What is actually happening in Community Pharmacies?

Are Community Pharmacies Disappearing?

England has lost over 1,100 community pharmacies since 2015 — around 10% of the total network — while prescriptions dispensed have risen by 17%.

England lost more than 1,100 community pharmacies between 2015 and 2023 — roughly one in ten of the network.[1] Closures have been fastest in deprived high-street locations, the pharmacies most used by people who cannot easily travel or go online. The structural cause is clear: NHS dispensing fees have been frozen in real terms since 2015, a £113 million funding cut in 2016 was never restored, and the average pharmacy now runs at an annual loss of around £50,000.[3] Over the same period, prescriptions dispensed rose from 1.02 billion to 1.19 billion — more work, less money, fewer outlets.[2] The Pharmacy First scheme, launched in January 2024, authorises pharmacists to treat seven common conditions without GP referral, which in theory could absorb up to 10% of GP appointments; in practice, pharmacists report that reimbursement rates do not cover the additional clinical time.[4]

Large multiples and supermarket pharmacies have proved more resilient; it is independent, family-run pharmacies that have closed.[1] The walk-in consultation — free, no appointment, five minutes — is one of the most cost-effective primary care interventions, and its erosion shifts demand onto GP surgeries already under acute pressure. Scotland has integrated pharmacies more formally into primary care, with pharmacists salaried through NHS boards; England's commercially exposed model remains most vulnerable. When a pharmacy closes, patients may delay prescriptions or seek care later at greater cost — unmet need the NHS has no systematic way of measuring.[1,3]

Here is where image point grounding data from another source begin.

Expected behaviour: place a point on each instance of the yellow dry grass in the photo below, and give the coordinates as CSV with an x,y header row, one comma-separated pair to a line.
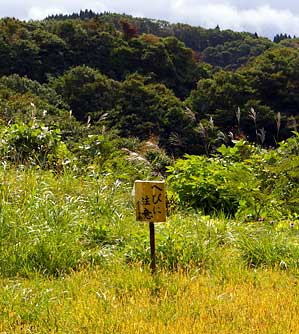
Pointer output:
x,y
130,300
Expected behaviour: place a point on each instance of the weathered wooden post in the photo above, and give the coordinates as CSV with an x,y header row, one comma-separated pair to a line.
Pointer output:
x,y
150,201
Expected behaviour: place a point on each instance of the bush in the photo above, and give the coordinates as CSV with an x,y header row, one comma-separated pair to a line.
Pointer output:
x,y
32,145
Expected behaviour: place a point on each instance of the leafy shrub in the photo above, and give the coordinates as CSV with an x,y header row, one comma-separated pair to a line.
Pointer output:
x,y
32,145
245,180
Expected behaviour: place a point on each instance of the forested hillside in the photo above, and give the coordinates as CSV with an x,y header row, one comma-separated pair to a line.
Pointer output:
x,y
187,88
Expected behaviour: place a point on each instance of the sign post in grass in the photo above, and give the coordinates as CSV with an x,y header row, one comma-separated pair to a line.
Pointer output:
x,y
150,201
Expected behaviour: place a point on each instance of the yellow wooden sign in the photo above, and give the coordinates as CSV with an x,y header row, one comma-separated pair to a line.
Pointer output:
x,y
150,200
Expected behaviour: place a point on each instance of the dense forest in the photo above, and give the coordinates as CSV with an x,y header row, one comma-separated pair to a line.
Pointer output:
x,y
188,89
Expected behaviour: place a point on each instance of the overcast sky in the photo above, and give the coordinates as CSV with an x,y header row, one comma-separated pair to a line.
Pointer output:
x,y
266,17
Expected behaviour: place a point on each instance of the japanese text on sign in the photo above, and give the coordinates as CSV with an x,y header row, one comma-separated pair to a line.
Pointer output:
x,y
150,201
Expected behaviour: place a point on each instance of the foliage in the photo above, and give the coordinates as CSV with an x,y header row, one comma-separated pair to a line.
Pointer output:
x,y
244,181
35,145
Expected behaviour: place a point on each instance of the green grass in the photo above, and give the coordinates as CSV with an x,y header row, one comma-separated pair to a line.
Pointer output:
x,y
74,260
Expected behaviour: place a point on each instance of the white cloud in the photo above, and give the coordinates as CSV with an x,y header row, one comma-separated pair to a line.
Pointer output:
x,y
266,17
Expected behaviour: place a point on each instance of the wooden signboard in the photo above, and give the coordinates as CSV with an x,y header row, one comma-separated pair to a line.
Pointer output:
x,y
150,200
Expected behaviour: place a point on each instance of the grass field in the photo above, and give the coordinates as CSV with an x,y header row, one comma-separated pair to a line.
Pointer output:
x,y
131,300
74,260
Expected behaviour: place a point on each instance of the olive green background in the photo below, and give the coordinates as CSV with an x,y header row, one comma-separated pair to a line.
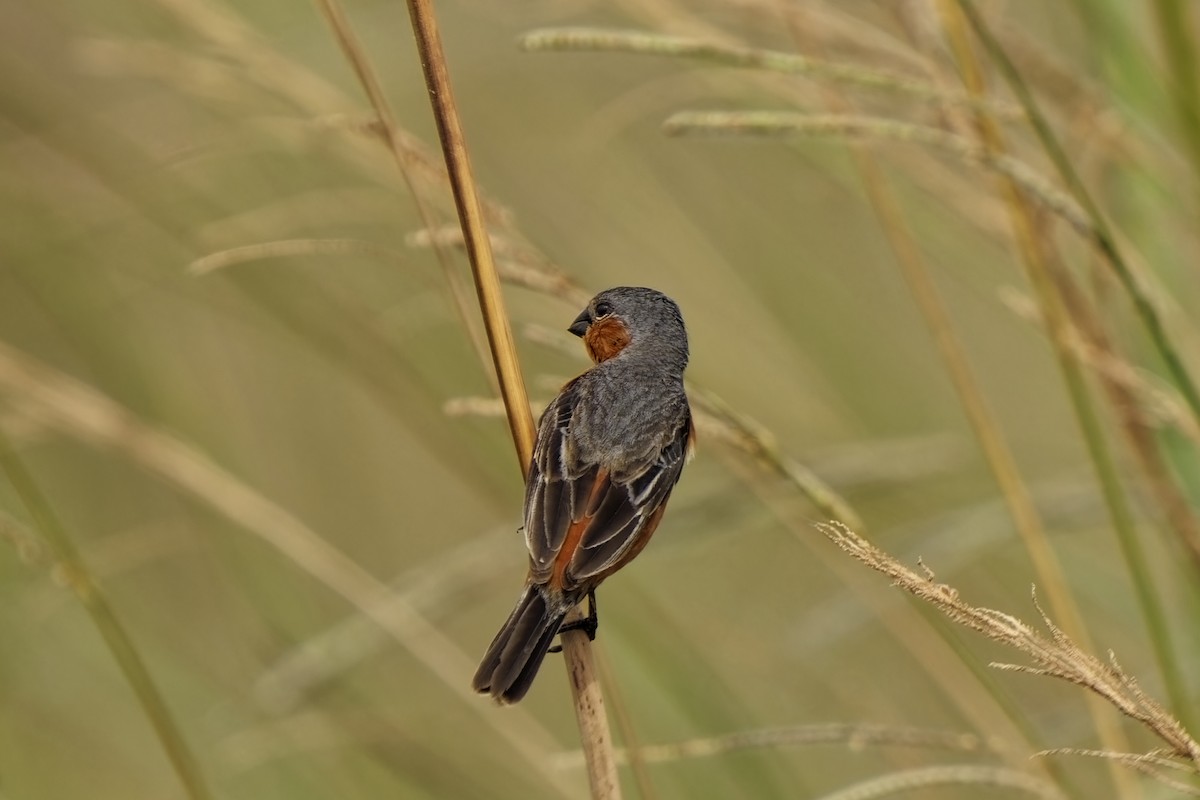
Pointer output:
x,y
137,137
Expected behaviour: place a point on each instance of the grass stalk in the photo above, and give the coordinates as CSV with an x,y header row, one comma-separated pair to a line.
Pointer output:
x,y
1175,25
1037,259
1104,238
646,43
393,137
577,654
130,661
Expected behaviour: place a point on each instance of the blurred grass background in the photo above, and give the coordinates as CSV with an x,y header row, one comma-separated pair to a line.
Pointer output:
x,y
283,449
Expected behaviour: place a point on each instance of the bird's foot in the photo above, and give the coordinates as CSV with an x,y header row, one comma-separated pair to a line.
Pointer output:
x,y
589,624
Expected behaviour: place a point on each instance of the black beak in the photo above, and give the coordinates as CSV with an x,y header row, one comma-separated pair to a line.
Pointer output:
x,y
581,324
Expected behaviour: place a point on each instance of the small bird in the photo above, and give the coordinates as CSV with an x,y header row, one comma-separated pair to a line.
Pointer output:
x,y
610,449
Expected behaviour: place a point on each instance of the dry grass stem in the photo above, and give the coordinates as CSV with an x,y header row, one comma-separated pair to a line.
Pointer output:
x,y
856,737
390,132
646,43
64,404
1150,764
291,248
430,588
954,775
787,124
1056,655
589,714
73,572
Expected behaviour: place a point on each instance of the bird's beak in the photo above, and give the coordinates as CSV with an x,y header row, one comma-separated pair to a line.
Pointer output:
x,y
581,324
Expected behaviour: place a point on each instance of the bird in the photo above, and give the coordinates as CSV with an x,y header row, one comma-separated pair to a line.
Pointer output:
x,y
610,449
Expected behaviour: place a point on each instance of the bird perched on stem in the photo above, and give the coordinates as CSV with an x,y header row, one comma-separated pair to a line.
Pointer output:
x,y
610,449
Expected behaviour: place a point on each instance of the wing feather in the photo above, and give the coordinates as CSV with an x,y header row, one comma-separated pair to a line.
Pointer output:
x,y
585,511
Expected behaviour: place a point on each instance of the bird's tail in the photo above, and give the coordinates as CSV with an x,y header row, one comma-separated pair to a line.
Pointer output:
x,y
511,661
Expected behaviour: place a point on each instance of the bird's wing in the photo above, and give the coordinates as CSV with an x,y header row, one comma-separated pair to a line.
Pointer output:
x,y
580,522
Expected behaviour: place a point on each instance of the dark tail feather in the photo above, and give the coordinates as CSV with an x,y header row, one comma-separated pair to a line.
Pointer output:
x,y
511,661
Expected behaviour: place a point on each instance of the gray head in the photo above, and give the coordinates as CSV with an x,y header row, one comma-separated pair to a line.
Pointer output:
x,y
646,320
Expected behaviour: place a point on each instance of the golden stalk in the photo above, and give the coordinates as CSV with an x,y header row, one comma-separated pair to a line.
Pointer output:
x,y
589,711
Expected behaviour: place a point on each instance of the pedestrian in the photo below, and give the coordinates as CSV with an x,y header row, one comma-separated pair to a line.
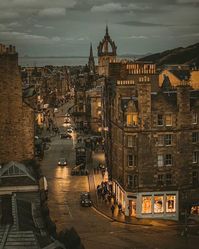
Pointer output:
x,y
112,209
120,207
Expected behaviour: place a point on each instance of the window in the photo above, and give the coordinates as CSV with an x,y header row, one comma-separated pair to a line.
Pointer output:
x,y
194,118
168,179
168,160
160,160
131,141
160,180
135,181
170,203
132,119
160,140
168,120
146,204
13,171
158,204
168,139
132,160
195,137
195,180
160,120
130,181
195,157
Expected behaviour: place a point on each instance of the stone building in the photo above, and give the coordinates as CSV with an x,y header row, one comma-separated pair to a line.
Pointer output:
x,y
94,108
16,117
152,146
107,52
175,74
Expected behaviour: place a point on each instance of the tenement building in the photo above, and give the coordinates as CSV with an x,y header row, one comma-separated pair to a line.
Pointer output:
x,y
16,117
152,146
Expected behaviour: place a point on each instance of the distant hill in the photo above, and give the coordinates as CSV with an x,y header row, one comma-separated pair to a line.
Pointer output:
x,y
188,55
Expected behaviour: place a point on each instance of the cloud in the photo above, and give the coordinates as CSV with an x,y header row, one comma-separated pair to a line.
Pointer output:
x,y
109,7
8,14
52,12
144,24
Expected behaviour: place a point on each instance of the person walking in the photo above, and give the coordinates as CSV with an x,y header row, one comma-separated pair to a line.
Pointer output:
x,y
112,209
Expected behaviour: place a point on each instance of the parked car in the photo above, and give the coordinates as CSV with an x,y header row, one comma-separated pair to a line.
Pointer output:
x,y
65,135
85,199
62,162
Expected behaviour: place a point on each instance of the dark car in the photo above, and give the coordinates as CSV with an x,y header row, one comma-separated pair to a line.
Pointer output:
x,y
65,135
62,162
85,199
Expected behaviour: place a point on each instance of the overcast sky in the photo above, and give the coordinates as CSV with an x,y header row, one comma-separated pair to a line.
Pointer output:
x,y
66,27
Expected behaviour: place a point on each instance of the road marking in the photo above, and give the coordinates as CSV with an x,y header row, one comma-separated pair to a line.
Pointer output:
x,y
69,211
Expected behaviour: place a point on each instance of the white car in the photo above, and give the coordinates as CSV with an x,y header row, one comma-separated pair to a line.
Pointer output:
x,y
62,162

Community pharmacies in England, 2015–2023

Annual count of community pharmacies. The network has contracted by over 1,100 since 2015 as NHS funding in real terms has fallen while costs have risen.

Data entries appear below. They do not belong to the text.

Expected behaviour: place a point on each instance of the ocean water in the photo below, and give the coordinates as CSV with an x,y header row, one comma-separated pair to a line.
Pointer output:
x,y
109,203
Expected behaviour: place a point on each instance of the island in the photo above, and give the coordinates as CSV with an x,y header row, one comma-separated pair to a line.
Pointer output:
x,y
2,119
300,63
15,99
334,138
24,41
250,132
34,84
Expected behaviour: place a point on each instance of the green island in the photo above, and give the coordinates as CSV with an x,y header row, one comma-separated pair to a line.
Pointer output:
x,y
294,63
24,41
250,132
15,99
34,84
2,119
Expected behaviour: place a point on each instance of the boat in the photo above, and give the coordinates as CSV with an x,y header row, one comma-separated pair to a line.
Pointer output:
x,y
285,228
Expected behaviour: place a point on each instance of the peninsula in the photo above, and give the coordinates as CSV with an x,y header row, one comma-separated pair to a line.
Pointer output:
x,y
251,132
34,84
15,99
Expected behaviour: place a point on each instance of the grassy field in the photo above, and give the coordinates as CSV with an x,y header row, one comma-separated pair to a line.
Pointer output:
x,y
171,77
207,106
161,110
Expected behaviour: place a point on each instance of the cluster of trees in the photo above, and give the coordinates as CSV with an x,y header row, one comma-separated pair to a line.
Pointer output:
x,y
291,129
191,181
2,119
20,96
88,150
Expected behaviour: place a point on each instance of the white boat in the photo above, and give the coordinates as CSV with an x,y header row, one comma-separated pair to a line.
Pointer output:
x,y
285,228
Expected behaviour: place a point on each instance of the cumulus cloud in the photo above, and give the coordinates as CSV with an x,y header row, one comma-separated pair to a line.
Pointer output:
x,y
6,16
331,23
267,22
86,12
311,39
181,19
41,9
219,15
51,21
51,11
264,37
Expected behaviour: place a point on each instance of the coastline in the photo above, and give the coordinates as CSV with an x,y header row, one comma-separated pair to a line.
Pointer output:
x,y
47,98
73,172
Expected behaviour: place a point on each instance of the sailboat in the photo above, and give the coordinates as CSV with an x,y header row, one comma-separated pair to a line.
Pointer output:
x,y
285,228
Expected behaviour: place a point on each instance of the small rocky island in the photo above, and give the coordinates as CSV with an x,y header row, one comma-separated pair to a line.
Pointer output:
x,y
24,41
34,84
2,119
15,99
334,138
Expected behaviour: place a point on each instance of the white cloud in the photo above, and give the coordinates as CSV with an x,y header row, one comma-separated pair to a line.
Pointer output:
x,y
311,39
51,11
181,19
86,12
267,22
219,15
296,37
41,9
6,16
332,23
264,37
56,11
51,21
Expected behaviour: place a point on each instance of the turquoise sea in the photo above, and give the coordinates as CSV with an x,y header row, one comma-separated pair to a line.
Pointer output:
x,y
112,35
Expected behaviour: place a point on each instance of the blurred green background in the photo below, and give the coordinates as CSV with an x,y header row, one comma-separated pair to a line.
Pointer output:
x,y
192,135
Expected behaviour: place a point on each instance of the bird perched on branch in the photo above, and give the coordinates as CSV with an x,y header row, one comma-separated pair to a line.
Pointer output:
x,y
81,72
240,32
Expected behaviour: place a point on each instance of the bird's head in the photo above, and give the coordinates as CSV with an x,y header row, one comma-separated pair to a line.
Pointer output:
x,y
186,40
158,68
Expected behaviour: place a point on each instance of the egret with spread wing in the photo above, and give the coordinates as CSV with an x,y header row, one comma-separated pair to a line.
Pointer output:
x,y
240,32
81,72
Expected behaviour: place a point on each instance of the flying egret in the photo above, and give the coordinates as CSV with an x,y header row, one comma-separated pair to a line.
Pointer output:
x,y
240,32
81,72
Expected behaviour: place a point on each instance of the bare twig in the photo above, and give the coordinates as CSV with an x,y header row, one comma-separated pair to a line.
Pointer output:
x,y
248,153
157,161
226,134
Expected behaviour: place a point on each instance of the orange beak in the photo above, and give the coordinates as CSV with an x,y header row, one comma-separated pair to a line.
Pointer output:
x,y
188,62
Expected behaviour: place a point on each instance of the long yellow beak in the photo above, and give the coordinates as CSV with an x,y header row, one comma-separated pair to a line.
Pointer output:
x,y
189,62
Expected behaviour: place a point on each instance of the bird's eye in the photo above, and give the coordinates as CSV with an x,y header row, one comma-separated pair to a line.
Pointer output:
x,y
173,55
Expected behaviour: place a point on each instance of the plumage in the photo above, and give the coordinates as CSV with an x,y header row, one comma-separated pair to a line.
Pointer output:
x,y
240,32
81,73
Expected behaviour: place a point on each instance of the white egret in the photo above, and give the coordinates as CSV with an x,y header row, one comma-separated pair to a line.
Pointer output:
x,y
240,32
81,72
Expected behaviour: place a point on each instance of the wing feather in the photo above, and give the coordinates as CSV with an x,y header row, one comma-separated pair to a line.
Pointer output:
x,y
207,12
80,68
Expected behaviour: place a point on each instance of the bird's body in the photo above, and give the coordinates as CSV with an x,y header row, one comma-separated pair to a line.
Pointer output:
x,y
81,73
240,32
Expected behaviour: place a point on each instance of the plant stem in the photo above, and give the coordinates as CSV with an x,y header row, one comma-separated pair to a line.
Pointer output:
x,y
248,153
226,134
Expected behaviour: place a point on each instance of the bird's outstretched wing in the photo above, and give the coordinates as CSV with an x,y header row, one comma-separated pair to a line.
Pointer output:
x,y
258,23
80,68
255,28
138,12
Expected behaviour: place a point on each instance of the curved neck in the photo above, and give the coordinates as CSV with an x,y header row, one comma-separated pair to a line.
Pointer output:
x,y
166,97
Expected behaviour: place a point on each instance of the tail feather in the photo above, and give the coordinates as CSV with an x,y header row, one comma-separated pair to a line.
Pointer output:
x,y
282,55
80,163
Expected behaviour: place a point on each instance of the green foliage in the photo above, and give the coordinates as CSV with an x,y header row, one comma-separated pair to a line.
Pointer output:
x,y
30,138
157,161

Source: NHS Business Services Authority, Community Pharmacy Network, 2023, Updated annual

Prescriptions rising, pharmacies falling, 2015–2023

Prescriptions dispensed (millions) alongside pharmacy numbers (÷10 for scale). Divergence illustrates growing pressure on the network.

Prescriptions dispensed (millions)
Community pharmacies (÷10)

Source: NHS Business Services Authority, Prescription Volume Report, 2023, Updated annual

Pharmacy First: treating 7 conditions without a GP

Pharmacy Firstlaunched January 2024

The Pharmacy First scheme authorises community pharmacists to treat seven common conditions — sinusitis, sore throat, earache, infected insect bites, impetigo, shingles, and uncomplicated urinary tract infections — without a GP referral. If fully utilised, the scheme could absorb up to 10% of GP appointments. Scotland's community pharmacy integration model, where pharmacists are salaried NHS staff, provides a working template for a more sustainable English approach.

Source: NHS England — Pharmacy First Service Specification, 2024. Scottish Government — Community Pharmacy Contractual Framework, 2023.

  1. [1]NHS Business Services AuthorityCommunity Pharmacy Network, 2023
  2. [2]NHS Business Services AuthorityPrescription Volume Report, 2023
  3. [3]Company Chemists' AssociationAnnual Survey — Pharmacy Financial Viability, 2023
  4. [4]NHS EnglandPharmacy First Service Specification, 2024

Sources & Methodology

NHS Business Services Authority — Community Pharmacy Network — annual count of pharmacies. Updated March 2024.

NHS Business Services Authority — Prescription Volume Report — annual prescriptions dispensed. Updated March 2024.

Company Chemists' Association — Annual Survey — pharmacy financial viability and service availability. 2023.

Network count includes independent pharmacies, chains, and supermarket pharmacies. Rural and deprived areas are disproportionately affected by closures, but detailed geographic data is not publicly disaggregated. Prescription volume excludes hospital and dental dispensing.